Pure Avanti Flow review

Full review: Pure's DAB and WiFi radio has some welcome updates

Image 1 of 5 Pure Avanti Flow front normal
Pure Avanti Flow front normal
Image 2 of 5 Pure Avanti Flow back
Pure Avanti Flow back
Image 3 of 5 Pure Avanti Flow remote
Pure Avanti Flow remote
Image 4 of 5 Pure Avanti Flow lifestyle
Pure Avanti Flow lifestyle
Image 5 of 5 Pure Avanti Flow main
Pure Avanti Flow main

Goes against the flow by supplying super sonics, and plenty more besides

It may look like an oversized alarm clock, but Pure’s Avanti Flow has a trick or two up its sleeve. Not only does it possess DAB and FM radio, an iPod dock and WiFi streaming from a PC or Mac, but recent updates have added some genuinely unique features.

‘FlowSongs’ – the ability to tag and download any song on the radio as an MP3 – is fun, though the Avanti Flow’s exacting and powerful sound quality is its biggest draw. Able to fill a relatively large room, there’s a balance to audio that’s rare in this genre.

Weighing a hefty 1.9kg, the designers have gone for the all-in-one feel. The only exception is an aux input for taking an analogue feed from, say, an MP3 player.

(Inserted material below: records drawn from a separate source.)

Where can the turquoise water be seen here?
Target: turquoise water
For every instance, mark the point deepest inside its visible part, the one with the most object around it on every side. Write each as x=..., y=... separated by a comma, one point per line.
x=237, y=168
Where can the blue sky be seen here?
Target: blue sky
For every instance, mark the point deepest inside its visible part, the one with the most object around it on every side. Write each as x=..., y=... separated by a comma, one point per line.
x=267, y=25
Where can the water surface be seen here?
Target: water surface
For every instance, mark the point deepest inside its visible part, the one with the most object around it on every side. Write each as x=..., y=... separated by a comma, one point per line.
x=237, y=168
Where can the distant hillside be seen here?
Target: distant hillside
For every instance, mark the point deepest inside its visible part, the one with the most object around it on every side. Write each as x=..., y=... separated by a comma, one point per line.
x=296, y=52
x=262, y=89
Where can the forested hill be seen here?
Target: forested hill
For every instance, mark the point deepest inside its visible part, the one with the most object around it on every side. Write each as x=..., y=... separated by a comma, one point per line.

The only other distractions are a headphones jack and a USB port, though the latter is strictly for software upgrades.

A garish lime green-on-black display presents a rolling list of functions, from iPod, FM radio, aux input and digital radio to the two more media-savvy features – The Lounge and Media Player.

Pure Avanti Flow: Connectivity

The Avanti Flow’s built-in WiFi module finds and joins a home network relatively simply, and in our test was playing MP3s from a Mac (with TwonkyMedia installed) in minutes – the delay was caused by the unit failing to join a WiFi network despite a strong signal, and the rather laboured process for entering a network password.

Accessed through The Lounge online portal (which also stores your preferences for web radio stations), FlowSongs – the ability to buy a digital version of a song your hear on the radio – is a nice idea, though it’s ‘seamless’ simplicity does seem to be a solution after a problem; surely most DAB listeners are after footie commentaries on Radio 5 Live.

Potentially more useful is an OLED screen since the LCD screens on previous Pure products do tend to illuminate a bedroom in the darkest hours. Unfortunately the OLED screen doesn't make enough of a difference on this count; it’s darker, for sure, but light sleepers will still be searching for a shirt to chuck over the Avanti Flow at night.

Pure Avanti Flow: sound quality

The large 5.25-inch subwoofer employed here is in cahoots with a digital nuanced amplifier. Complete with Clearsound processing, the result is a sound field that’s powerful, yet well balanced; turn the Avanti Flow up and – unlike a lot of the competition – the subwoofer won't seem like it’s playing a completely different tune. Tight and together, the sonics on offer here are terrific quality at this size. So good, in fact, is the Avanti Flow with myriad genres of music and speech radio that to use it on a bedside table could be considered massive overkill.

Well over £200 is one helluva price tag for a bedside table radio, but the Avanti Flow breaks just enough new ground to make it reasonably good value. The key feature we like – and also why it physically outgrows the bedside table moniker – is the sheer size of its speaker casing. Equipped with a subwoofer and 75W speakers that play well together, the Avanti Flow performs best either as a radio-cum-iPod dock in a living room or open plan kitchen/diner where its serious sonics won't be wasted on sleepy heads.